Овцы были в этой стране необычной породы: круторогие, с длинным тяжелым курдюком. Чтобы курдюк этот не волочился по земле, к овце привязывали маленькую деревянную тележку о двух колесах. И такая овца спокойно паслась, таская за собой на тележке собственный курдюк. Это было очень любопытно Глебу и в первое время даже смешно. Разве не смешон был бы толстый-толстый человек, катящий перед собой на тележке собственный живот?
Захария был очень мудрый старик. Он прочитал много книг. Не менее десяти. Две из них — греческие — знал почти наизусть и частенько цитировал какую-нибудь мудрость. Захария все время расспрашивал Глеба о его жизни, удивленно качал головой, выслушивая ответы, и говорил, что Глебу в жизни премного повезло: он такой молодой, а уже так много всякого перевидел и перечувствовал. Он говорил, что жизнь Глеба даже достойна нравоучительного описания.
В присутствии Глеба старик не скупился на похвалы Рахили, в шутку сетовал, что он сам уже так стар, — а то бы никому не уступил эту чистую овечку. Глеб не мог не согласиться со стариком: Рахиль заслуживала большого счастья, но вместо счастья познала много горя.

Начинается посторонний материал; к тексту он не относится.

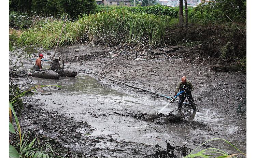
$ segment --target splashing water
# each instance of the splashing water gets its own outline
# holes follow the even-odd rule
[[[167,104],[166,105],[165,105],[165,106],[163,106],[163,107],[162,108],[162,109],[160,110],[159,111],[159,112],[160,113],[160,112],[162,112],[162,111],[163,110],[165,109],[165,108],[167,106],[169,105],[169,104],[171,103],[171,102],[170,102],[168,103],[168,104]]]

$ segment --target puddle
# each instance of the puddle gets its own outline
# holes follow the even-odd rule
[[[115,114],[115,112],[130,113],[134,110],[148,114],[158,112],[168,102],[157,101],[145,97],[139,98],[120,92],[118,89],[111,89],[102,86],[95,78],[88,76],[62,77],[59,80],[36,77],[32,78],[32,80],[33,85],[61,86],[61,90],[52,87],[38,89],[40,93],[38,95],[41,95],[41,93],[52,93],[52,95],[41,97],[42,99],[40,101],[42,106],[44,106],[44,107],[48,110],[73,117],[77,120],[86,121],[91,125],[95,130],[90,135],[87,135],[80,131],[85,137],[110,135],[118,140],[145,143],[152,146],[157,142],[159,145],[165,147],[167,140],[175,141],[176,145],[182,146],[190,139],[194,139],[191,135],[198,133],[209,134],[207,132],[199,130],[184,129],[178,126],[170,127],[168,125],[161,125]],[[35,95],[34,97],[38,97]],[[177,103],[174,102],[165,108],[162,113],[168,113],[175,110],[177,106]],[[183,113],[189,112],[183,110]],[[203,109],[194,115],[190,116],[191,116],[189,119],[211,125],[214,130],[224,135],[234,133],[241,126],[246,125],[242,121],[233,123],[231,117],[220,117],[211,109]],[[238,143],[244,147],[244,151],[246,151],[246,141]]]

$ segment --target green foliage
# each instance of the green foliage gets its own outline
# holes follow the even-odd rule
[[[33,24],[32,18],[26,13],[12,11],[9,14],[9,26],[20,29],[30,28]]]
[[[11,83],[12,83],[12,82],[11,82]],[[49,157],[49,155],[50,155],[51,157],[54,157],[54,156],[55,154],[56,154],[57,153],[57,152],[56,151],[55,152],[53,151],[52,149],[51,146],[47,143],[46,143],[45,144],[44,144],[44,145],[43,147],[41,147],[41,148],[39,148],[38,147],[38,144],[37,143],[37,142],[36,142],[35,143],[34,143],[37,138],[34,139],[32,142],[30,141],[29,140],[29,137],[30,135],[29,132],[28,136],[28,137],[26,138],[25,137],[25,138],[24,138],[24,136],[26,134],[24,134],[24,133],[23,136],[22,138],[21,130],[19,125],[19,122],[18,117],[17,117],[17,115],[16,115],[15,111],[13,106],[13,104],[14,102],[16,102],[17,100],[20,99],[20,98],[21,97],[25,95],[27,92],[30,92],[32,90],[35,90],[36,89],[39,88],[52,86],[56,86],[58,87],[61,87],[61,86],[58,85],[38,85],[33,87],[28,90],[24,91],[22,93],[19,93],[20,94],[16,96],[15,97],[13,97],[12,98],[10,98],[9,97],[9,117],[10,119],[11,119],[11,121],[12,121],[12,112],[14,117],[17,128],[18,128],[18,131],[19,134],[18,137],[19,138],[19,140],[17,141],[15,146],[17,148],[19,148],[19,152],[20,154],[23,157]],[[16,86],[14,87],[15,86]],[[17,87],[15,87],[15,89],[17,90]],[[18,90],[18,88],[17,89]],[[18,91],[19,91],[19,90]],[[22,102],[21,103],[22,103]],[[22,106],[23,107],[23,104]],[[9,123],[9,131],[13,133],[15,132],[14,130],[14,127],[12,125],[12,123],[10,122]],[[48,140],[48,141],[49,140]],[[45,140],[44,141],[46,141],[46,140]],[[52,152],[52,154],[48,154],[44,152],[38,151],[38,150],[42,151],[44,150],[45,150],[46,149],[44,148],[45,146],[45,148],[47,148],[47,149],[51,149],[51,152]],[[56,151],[56,150],[57,150],[55,149],[55,151]],[[9,145],[9,156],[11,157],[19,157],[19,155],[18,154],[15,148],[10,144]]]
[[[202,150],[196,153],[193,154],[197,149],[203,145],[209,142],[216,140],[224,141],[225,143],[235,149],[239,153],[229,155],[226,152],[219,149],[215,148],[210,148]],[[184,157],[231,157],[238,155],[246,156],[245,154],[242,152],[240,150],[225,139],[221,138],[214,138],[209,140],[201,144],[196,148],[195,150],[192,151],[189,154]]]
[[[48,142],[51,139],[40,139],[29,131],[23,133],[21,141],[15,139],[16,142],[13,143],[22,157],[54,157],[58,156],[57,150]]]
[[[73,22],[67,21],[59,44],[145,43],[145,46],[153,46],[168,40],[168,29],[177,23],[170,16],[135,14],[125,9],[101,12]],[[62,25],[58,21],[40,24],[24,31],[19,40],[25,45],[39,44],[51,48],[56,45]]]
[[[206,24],[209,23],[246,22],[245,0],[216,0],[202,3],[189,16],[191,21]]]
[[[9,34],[9,51],[13,52],[16,49],[16,47],[18,45],[18,37],[16,30]]]
[[[178,7],[170,7],[160,5],[143,7],[138,6],[135,7],[98,6],[95,10],[95,12],[98,13],[100,11],[107,12],[120,9],[134,13],[152,14],[159,15],[167,15],[172,18],[177,18],[179,13]],[[184,9],[185,10],[185,9]],[[188,9],[189,17],[193,9],[192,8],[189,8]]]
[[[12,81],[9,82],[9,99],[12,100],[16,96],[22,93],[19,87],[15,85]],[[22,99],[21,97],[16,98],[15,101],[13,103],[12,106],[14,110],[19,115],[21,114],[23,109],[23,104]]]
[[[71,17],[88,14],[97,6],[95,0],[12,0],[10,10],[40,17],[59,17],[69,14]]]
[[[9,144],[9,157],[19,157],[19,155],[16,149],[13,146]]]

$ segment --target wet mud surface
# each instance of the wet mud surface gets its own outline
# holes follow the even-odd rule
[[[22,88],[38,84],[61,87],[43,87],[27,97],[22,130],[37,129],[86,157],[141,157],[150,154],[156,142],[165,148],[166,140],[171,140],[195,148],[213,138],[226,139],[246,152],[246,112],[241,112],[246,109],[246,74],[214,72],[210,60],[186,58],[186,48],[139,52],[137,57],[132,50],[118,48],[66,49],[59,48],[56,55],[66,60],[66,52],[68,65],[169,96],[186,75],[194,86],[198,111],[184,106],[179,111],[174,102],[159,113],[170,100],[79,69],[74,78],[32,77],[32,64],[25,60],[24,69],[30,71],[10,75]],[[54,50],[41,51],[50,60]],[[202,147],[209,146],[234,151],[223,142]]]

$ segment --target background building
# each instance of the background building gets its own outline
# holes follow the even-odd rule
[[[184,0],[183,5],[185,5]],[[196,6],[197,5],[198,0],[187,0],[187,4],[188,6]],[[177,6],[179,5],[179,0],[159,0],[159,3],[163,5],[171,6]]]
[[[104,5],[130,6],[130,0],[103,0]]]

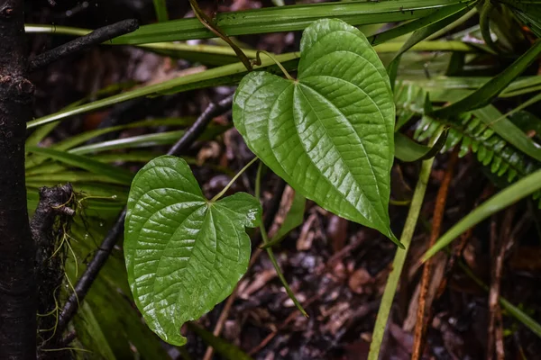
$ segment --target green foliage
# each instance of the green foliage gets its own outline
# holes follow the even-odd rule
[[[536,145],[508,119],[501,119],[501,113],[493,106],[466,112],[451,122],[423,116],[426,96],[426,91],[412,84],[400,84],[395,90],[397,122],[405,124],[414,117],[421,116],[416,125],[416,140],[424,141],[432,137],[441,126],[447,126],[449,135],[442,152],[460,146],[459,155],[463,157],[471,150],[490,173],[498,177],[505,176],[507,182],[517,177],[522,178],[541,166],[541,162],[536,158],[524,152],[526,149],[528,153],[536,155]],[[498,119],[500,120],[495,122]],[[519,139],[511,138],[512,134]]]
[[[353,1],[298,4],[219,14],[215,23],[228,36],[303,30],[329,15],[352,25],[418,19],[463,0]],[[113,40],[116,44],[142,44],[213,38],[195,18],[145,25]]]
[[[475,210],[463,217],[456,225],[438,238],[434,247],[426,251],[426,254],[423,256],[423,260],[427,260],[436,253],[442,250],[451,241],[475,224],[539,189],[541,189],[541,170],[537,170],[525,178],[518,180],[512,185],[506,187],[475,208]]]
[[[201,193],[186,161],[160,157],[133,179],[124,256],[135,303],[161,338],[183,345],[182,324],[227,297],[246,272],[259,202],[236,194],[217,202]]]
[[[298,78],[248,74],[233,108],[248,147],[323,208],[398,242],[388,214],[395,109],[385,68],[340,20],[303,33]]]

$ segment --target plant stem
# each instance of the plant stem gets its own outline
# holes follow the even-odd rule
[[[257,160],[259,160],[259,158],[258,158],[258,157],[255,157],[255,158],[253,158],[252,160],[250,160],[250,162],[249,162],[248,164],[246,164],[246,165],[244,166],[244,167],[243,167],[243,168],[241,169],[241,171],[239,171],[239,172],[237,173],[237,175],[235,175],[235,176],[233,177],[233,179],[231,179],[231,181],[229,182],[229,184],[227,184],[225,185],[225,187],[224,187],[224,189],[223,189],[221,192],[219,192],[219,193],[218,193],[218,194],[216,194],[215,197],[213,197],[213,198],[210,200],[210,202],[216,202],[216,201],[217,201],[219,198],[221,198],[222,196],[224,196],[224,194],[225,194],[225,193],[227,193],[227,190],[229,190],[229,188],[230,188],[230,187],[233,185],[233,184],[234,184],[234,183],[236,181],[236,179],[238,179],[238,178],[239,178],[239,176],[242,176],[242,175],[243,175],[243,173],[244,171],[246,171],[246,169],[248,169],[248,167],[250,167],[250,166],[252,166],[252,165],[254,162],[256,162]]]
[[[227,96],[218,104],[210,104],[208,107],[201,113],[201,115],[196,120],[196,122],[186,130],[182,138],[168,151],[168,155],[179,155],[182,151],[186,150],[193,142],[203,133],[206,125],[210,122],[213,117],[223,113],[229,109],[231,106],[232,96]],[[26,202],[24,202],[26,204]],[[90,290],[92,284],[97,277],[99,271],[102,269],[109,255],[113,251],[113,248],[116,244],[116,241],[120,238],[124,230],[124,222],[126,215],[126,209],[124,208],[116,222],[111,228],[107,233],[105,238],[101,243],[99,248],[96,252],[96,255],[87,266],[87,270],[78,279],[75,285],[75,292],[69,295],[69,298],[66,302],[60,316],[59,318],[59,323],[57,326],[56,337],[61,337],[63,332],[66,330],[68,324],[75,316],[78,307],[79,302],[83,302],[85,296]]]
[[[33,58],[28,67],[28,71],[32,72],[46,67],[47,65],[86,50],[93,45],[99,45],[104,41],[120,35],[134,32],[139,27],[137,20],[124,20],[112,25],[104,26],[94,32],[77,38],[69,42],[62,44],[58,48],[45,51]]]
[[[0,0],[0,359],[36,358],[35,244],[24,179],[26,122],[34,86],[26,78],[24,1]]]
[[[440,131],[437,131],[436,136],[432,139],[430,146],[434,146],[436,139],[439,137]],[[387,320],[389,319],[389,313],[392,306],[399,280],[402,273],[402,267],[404,267],[404,262],[406,261],[406,256],[409,245],[411,244],[411,238],[417,226],[419,212],[423,206],[423,200],[425,199],[425,193],[426,192],[426,185],[428,179],[430,178],[430,171],[432,169],[432,164],[434,158],[425,160],[421,166],[421,171],[419,174],[419,179],[413,194],[411,200],[411,206],[408,212],[408,218],[406,219],[406,224],[402,230],[402,236],[400,237],[400,243],[404,245],[404,249],[397,249],[395,258],[392,262],[392,270],[389,274],[387,280],[387,285],[385,286],[385,292],[381,298],[381,304],[378,311],[378,317],[376,318],[376,324],[374,325],[374,331],[372,333],[372,341],[370,346],[370,353],[368,355],[368,360],[378,360],[380,356],[380,348],[383,340],[383,335],[385,334],[385,328],[387,327]]]
[[[257,168],[257,175],[255,176],[255,197],[257,199],[260,199],[261,194],[261,187],[262,170],[263,170],[263,163],[261,162]],[[269,237],[267,236],[267,230],[265,230],[265,225],[263,224],[262,221],[260,224],[260,232],[261,234],[261,239],[263,240],[263,244],[265,244],[265,245],[269,244]],[[291,299],[293,301],[293,303],[295,304],[295,306],[297,306],[297,309],[298,309],[298,310],[305,317],[307,318],[308,314],[304,310],[304,308],[302,307],[302,305],[297,299],[297,296],[295,296],[295,293],[293,292],[293,291],[288,284],[288,281],[286,280],[284,274],[282,274],[282,272],[280,268],[280,265],[278,264],[278,261],[276,261],[276,256],[274,256],[274,251],[272,251],[272,248],[267,248],[265,250],[267,251],[267,254],[269,255],[269,258],[270,259],[270,263],[272,263],[272,266],[274,266],[274,269],[276,270],[276,274],[278,275],[280,281],[281,282],[284,289],[286,289],[286,292],[288,293],[288,296],[289,296],[289,299]]]

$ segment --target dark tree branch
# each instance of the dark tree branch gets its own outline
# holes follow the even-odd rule
[[[134,32],[139,27],[137,20],[130,19],[115,22],[112,25],[104,26],[90,32],[87,35],[77,38],[69,42],[38,55],[31,60],[28,71],[32,72],[69,55],[82,51],[94,45],[101,44],[117,36]]]
[[[36,358],[35,250],[24,179],[32,84],[25,78],[24,2],[0,0],[0,359]]]
[[[70,184],[40,189],[40,203],[32,218],[30,229],[36,243],[36,279],[38,287],[38,356],[40,359],[60,360],[67,354],[54,355],[41,351],[53,348],[50,339],[56,324],[57,299],[64,280],[67,246],[64,238],[69,231],[75,210],[74,194]]]
[[[225,112],[231,107],[232,102],[233,95],[230,95],[217,104],[211,103],[197,118],[197,120],[196,120],[194,124],[184,133],[182,138],[180,138],[180,140],[171,147],[167,155],[179,156],[184,150],[188,148],[193,142],[205,131],[205,129],[206,129],[206,126],[210,123],[215,116]],[[113,251],[113,248],[116,244],[116,241],[124,232],[125,216],[126,209],[124,208],[118,216],[118,219],[116,220],[116,222],[113,228],[111,228],[107,233],[107,236],[102,242],[100,248],[96,252],[96,255],[87,266],[87,270],[75,285],[75,292],[73,292],[68,299],[68,302],[64,305],[64,309],[62,309],[62,312],[60,313],[59,319],[59,323],[57,326],[57,334],[59,336],[61,336],[69,321],[71,321],[71,319],[73,319],[73,316],[76,314],[78,309],[79,303],[85,299],[85,296],[88,292],[88,290],[90,289],[90,286],[92,286],[92,284],[96,280],[99,271],[107,261],[107,258]],[[66,344],[64,341],[62,341],[62,343]]]

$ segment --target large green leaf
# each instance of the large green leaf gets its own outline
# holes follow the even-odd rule
[[[149,327],[183,345],[180,327],[227,297],[246,272],[261,208],[239,193],[207,201],[186,161],[164,156],[132,184],[124,230],[128,281]]]
[[[463,217],[456,225],[442,235],[423,256],[423,261],[432,257],[468,229],[539,189],[541,189],[541,170],[537,170],[506,187]]]
[[[298,79],[252,72],[233,104],[248,147],[323,208],[396,240],[388,213],[395,107],[364,35],[337,20],[304,32]]]

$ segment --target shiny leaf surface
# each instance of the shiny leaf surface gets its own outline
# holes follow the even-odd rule
[[[239,193],[207,201],[186,161],[164,156],[135,176],[128,199],[128,282],[149,327],[183,345],[180,327],[227,297],[246,272],[261,208]]]

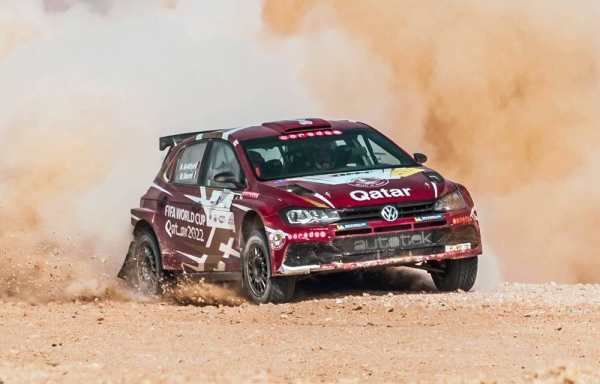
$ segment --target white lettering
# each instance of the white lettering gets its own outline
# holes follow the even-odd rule
[[[369,194],[366,191],[352,191],[350,192],[350,197],[356,201],[371,200]]]
[[[199,212],[190,212],[185,208],[173,207],[172,205],[165,206],[165,216],[169,219],[186,221],[190,224],[204,226],[206,224],[206,216]]]
[[[406,196],[410,196],[410,188],[402,188],[402,189],[381,188],[379,191],[375,190],[375,191],[367,192],[367,191],[358,190],[358,191],[350,192],[350,197],[356,201],[368,201],[371,199],[378,200],[378,199],[384,199],[384,198],[388,198],[388,197],[406,197]]]

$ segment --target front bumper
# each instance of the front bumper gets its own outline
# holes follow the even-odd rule
[[[419,228],[289,244],[278,274],[399,266],[482,253],[478,225]]]

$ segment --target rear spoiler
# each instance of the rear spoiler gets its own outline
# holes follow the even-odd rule
[[[163,136],[160,139],[158,139],[158,148],[161,151],[164,151],[165,149],[172,148],[172,147],[176,146],[177,144],[181,143],[182,141],[184,141],[185,139],[189,139],[192,136],[197,136],[200,133],[208,133],[208,132],[215,132],[215,131],[219,131],[219,129],[213,129],[210,131],[179,133],[177,135]]]

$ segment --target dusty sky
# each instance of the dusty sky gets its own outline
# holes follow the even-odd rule
[[[0,291],[105,289],[159,135],[313,116],[465,184],[486,279],[598,282],[600,13],[575,3],[0,1]]]

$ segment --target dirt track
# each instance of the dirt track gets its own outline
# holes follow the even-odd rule
[[[392,288],[305,281],[263,306],[0,302],[0,382],[600,382],[600,286]]]

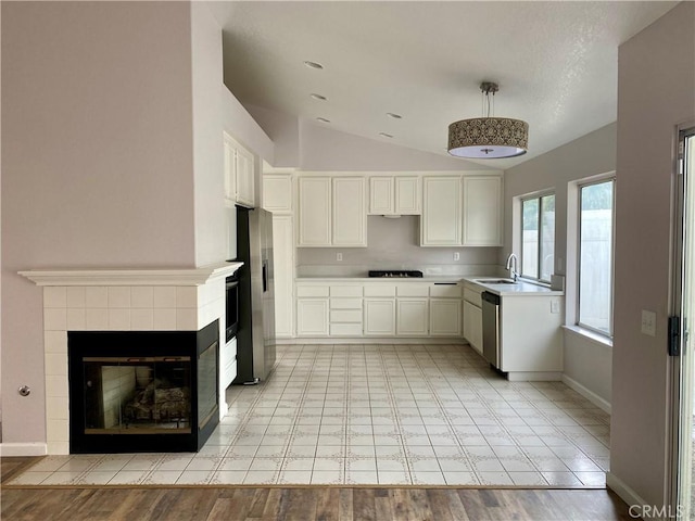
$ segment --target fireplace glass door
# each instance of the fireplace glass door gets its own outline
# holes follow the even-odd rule
[[[191,432],[191,359],[85,357],[86,434]]]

Скоро Глебу наскучило ходить целыми днями за овцами, и он взялся промышлять охотой. Поскольку у него не было лука со стрелами, он охотился с помощью обыкновенной палки или камней, которых под ногами всюду было множество. В горах Глеб встречал много дичи, но подбивать палкой или камнем ему чаще всего удавалось перепелов, ибо перепел — птица из неуклюжих и глупых. Когда Глеб приносил Рахили слишком много птиц, она часть из них продавала, а часть сушила впрок, как некогда, по преданию, сушили перепелок предки Рахили, совершая немыслимо трудный переход через пустыню из Египта в Землю обетованную.
А однажды Глеб вырыл в горах яму на звериной тропе и поймал в эту яму дикого быка. Глеб забил быка — очень свирепого, с длинными рогами — камнями. И у Глеба едва хватило сил притащить быка в селение. Люди восхищались силой и упорством охотника и говорили друг другу: как повезло Рахили, что у нее в доме поселился такой мужчина!..
Рахиль соглашалась с женщинами, когда те хвалили Глеба. И когда Глеб возвращался усталый с охоты и раскладывал перед Рахилью добычу, она сначала подавала ему чашу молока, а потом омывала водой из кувшина ему ноги. Рахиль ночами рассказывала Глебу, как любит его и как все время с нетерпением ждет…
Но вдруг все изменилось.
С некоторых пор Рахиль стала раздражительной и ворчливой. И Глеб все удивлялся, на нее глядя, и подумывал: с чего бы это ей так измениться. Ему было и невдомек, что у женщин вследствие брачной жизни порой возникают к тому причины; как они говорят — под сердцем; и день ото дня эти самые причины набирают вес.
Однажды утром Рахиль как будто без всякого повода расплакалась и сказала Глебу:
— Мне будет плохо без тебя. Но я выдержу. Я ведь теперь не одна…
— Не одна? — Глеб наконец понял. — Значит, я подарил тебе ребенка?
— Да, любимый, — ответила Рахиль, утирая льющиеся слезы.
— Почему же ты хочешь, чтобы я ушел? Разве я чем-нибудь обидел тебя?
— Нет, не обидел, — печально покачала головой Рахиль. — Я и сама не понимаю. Но чувствую, что так будет лучше. Ты должен уйти…
— Но почему? — досадовал Глеб.
Вдруг Рахиль вскинула на него заплаканные глаза:
— Может, у тебя есть жена?
— У меня нет жены. Я один в этом свете. Как и ты. Даже побратимы мои погибли.
— Чье же имя ты тогда называешь ночами? Сквозь сон… И тогда называл… в бреду.
— Чье имя? — удивился Глеб.
— Мария. Кто она? Ты все время зовешь ее.